Enfants laissés au BSH - Aneeta Goorah : «Cette situation révèle des failles systémiques persistantes»
La controverse née de la vidéo diffusée le jour de Noël par le député Ehsan Juman à l’Hôpital Brown Sequard a remis sous les projecteurs une réalité que l’Ombudsperson for Children dénonce depuis plusieurs années : le maintien prolongé d’enfants en bonne santé dans des structures hospitalières, faute de solutions de prise en charge adaptées. Au-delà de la polémique sur l’exposition de mineurs sur les réseaux sociaux, l’alerte met en lumière un dysfonctionnement institutionnel profond dans la protection de l’enfance à Maurice.
Dans son rapport annuel 2024-2025, l’Ombudsperson for Children, Aneeta Goorah, avait déjà documenté cette situation préoccupante. À la suite de visites effectuées à l’hôpital Brown Sequard, son bureau a relevé des cas de mineurs maintenus inutilement en milieu hospitalier, non pour des raisons médicales, mais en raison de lenteurs administratives et de décisions tardives quant à leur placement.

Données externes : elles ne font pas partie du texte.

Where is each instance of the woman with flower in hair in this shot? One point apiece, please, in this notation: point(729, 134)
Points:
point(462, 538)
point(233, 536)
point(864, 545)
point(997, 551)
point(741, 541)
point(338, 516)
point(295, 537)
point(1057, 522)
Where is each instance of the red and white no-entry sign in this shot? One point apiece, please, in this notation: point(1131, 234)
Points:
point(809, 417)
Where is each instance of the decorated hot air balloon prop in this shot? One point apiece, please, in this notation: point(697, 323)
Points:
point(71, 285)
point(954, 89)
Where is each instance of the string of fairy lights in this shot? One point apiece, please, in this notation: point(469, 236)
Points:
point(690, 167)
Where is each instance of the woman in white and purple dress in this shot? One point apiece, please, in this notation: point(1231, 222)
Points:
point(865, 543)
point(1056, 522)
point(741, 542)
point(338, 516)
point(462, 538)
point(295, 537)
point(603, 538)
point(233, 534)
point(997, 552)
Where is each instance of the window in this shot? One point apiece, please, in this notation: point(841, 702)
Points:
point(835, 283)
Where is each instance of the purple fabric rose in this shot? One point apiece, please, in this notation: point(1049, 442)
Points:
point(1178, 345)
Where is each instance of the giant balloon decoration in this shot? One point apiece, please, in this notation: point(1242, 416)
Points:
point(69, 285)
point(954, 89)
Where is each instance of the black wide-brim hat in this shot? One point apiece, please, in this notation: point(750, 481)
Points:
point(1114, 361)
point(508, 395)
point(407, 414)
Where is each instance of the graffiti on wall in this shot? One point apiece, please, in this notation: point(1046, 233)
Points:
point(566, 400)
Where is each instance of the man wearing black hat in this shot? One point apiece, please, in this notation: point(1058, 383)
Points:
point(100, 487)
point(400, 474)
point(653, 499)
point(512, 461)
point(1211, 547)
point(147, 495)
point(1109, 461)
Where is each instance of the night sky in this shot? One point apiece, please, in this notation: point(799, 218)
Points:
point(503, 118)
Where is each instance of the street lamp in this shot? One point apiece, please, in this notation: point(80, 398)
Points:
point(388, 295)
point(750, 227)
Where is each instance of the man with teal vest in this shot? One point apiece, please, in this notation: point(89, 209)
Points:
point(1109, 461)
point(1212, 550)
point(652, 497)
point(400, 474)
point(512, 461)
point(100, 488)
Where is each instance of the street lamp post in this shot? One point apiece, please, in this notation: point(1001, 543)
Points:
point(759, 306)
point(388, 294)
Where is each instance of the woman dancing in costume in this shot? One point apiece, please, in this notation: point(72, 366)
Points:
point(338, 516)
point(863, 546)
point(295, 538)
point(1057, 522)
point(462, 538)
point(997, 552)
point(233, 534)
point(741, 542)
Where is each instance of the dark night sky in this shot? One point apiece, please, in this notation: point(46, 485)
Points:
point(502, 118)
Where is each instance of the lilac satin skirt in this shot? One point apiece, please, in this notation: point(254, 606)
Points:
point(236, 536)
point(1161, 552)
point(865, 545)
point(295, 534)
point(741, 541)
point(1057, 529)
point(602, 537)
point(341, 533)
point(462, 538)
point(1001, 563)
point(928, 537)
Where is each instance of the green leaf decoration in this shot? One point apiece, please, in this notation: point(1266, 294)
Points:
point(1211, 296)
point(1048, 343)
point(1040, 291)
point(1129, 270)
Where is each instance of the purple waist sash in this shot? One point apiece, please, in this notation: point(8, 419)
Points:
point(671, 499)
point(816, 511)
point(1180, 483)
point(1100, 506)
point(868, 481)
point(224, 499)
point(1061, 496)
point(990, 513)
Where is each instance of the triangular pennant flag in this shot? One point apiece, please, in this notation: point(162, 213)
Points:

« Sur les neuf cas pris en charge par l’Ombudsperson, quatre enfants ont pu quitter l’hôpital. Il est important de traiter chaque situation au cas par cas », rappelle-t-elle, tout en soulignant que « cette situation révèle des failles systémiques persistantes »
Selon le rapport, ces blocages sont notamment liés à une coordination insuffisante entre les hôpitaux, la Child Development Unit et les forces de l’ordre. Bien que la Children’s Act (2022) impose aux professionnels de santé l’obligation de signaler toute suspicion de maltraitance ou de négligence, des hésitations dans l’application de la loi contribuent à prolonger inutilement l’hospitalisation de certains enfants, au détriment de leur développement social, émotionnel et éducatif.
C’est dans ce contexte que la sortie médiatique d’Ehsan Juman a trouvé un écho particulier. Le député affirme avoir découvert la situation lors d’une visite non politique à l’hôpital, évoquant des enfants présents depuis parfois près de deux ans, sans scolarisation ni suivi familial. « Comment des enfants en parfaite santé peuvent-ils se retrouver dans un hôpital psychiatrique, sans encadrement éducatif ? Nous sommes en train de créer des monstres », a-t-il lancé, provoquant de vives réactions.
Si l’Ombudsperson for Children a choisi de ne pas commenter la polémique en cours, son rapport confirme que ces cas ne sont ni isolés ni nouveaux. Ils traduisent l’absence de structures intermédiaires adaptées, notamment pour les adolescents présentant des profils variés – troubles comportementaux, situations de négligence ou simples abandons institutionnels – souvent regroupés sans distinction dans des shelters inappropriés.
La diffusion de la vidéo tournée par le député Ehsan Juman à l’hôpital Brown Sequard a déclenché une vague de réactions sur les réseaux sociaux, révélant une opinion publique profondément partagée. En quelques heures, Facebook s’est transformé en espace de débat, où indignation, approbation et questionnements se sont entremêlés.
De nombreux internautes ont vivement critiqué la démarche, pointant du doigt l’exposition de mineurs dans un contexte hospitalier sensible. Pour eux, la protection de la dignité et de l’anonymat des enfants doit rester une priorité absolue, quelles que soient les intentions. Certains y voient une faute éthique, estimant que l’alerte ne justifie pas la mise en avant d’images d’enfants vulnérables.
À l’inverse, une frange importante de commentaires soutient le député, considérant que la vidéo a permis de mettre en lumière une situation connue, mais rarement discutée publiquement. Pour ces internautes, le choc provoqué serait le prix à payer pour forcer une prise de conscience collective et pousser les autorités à agir.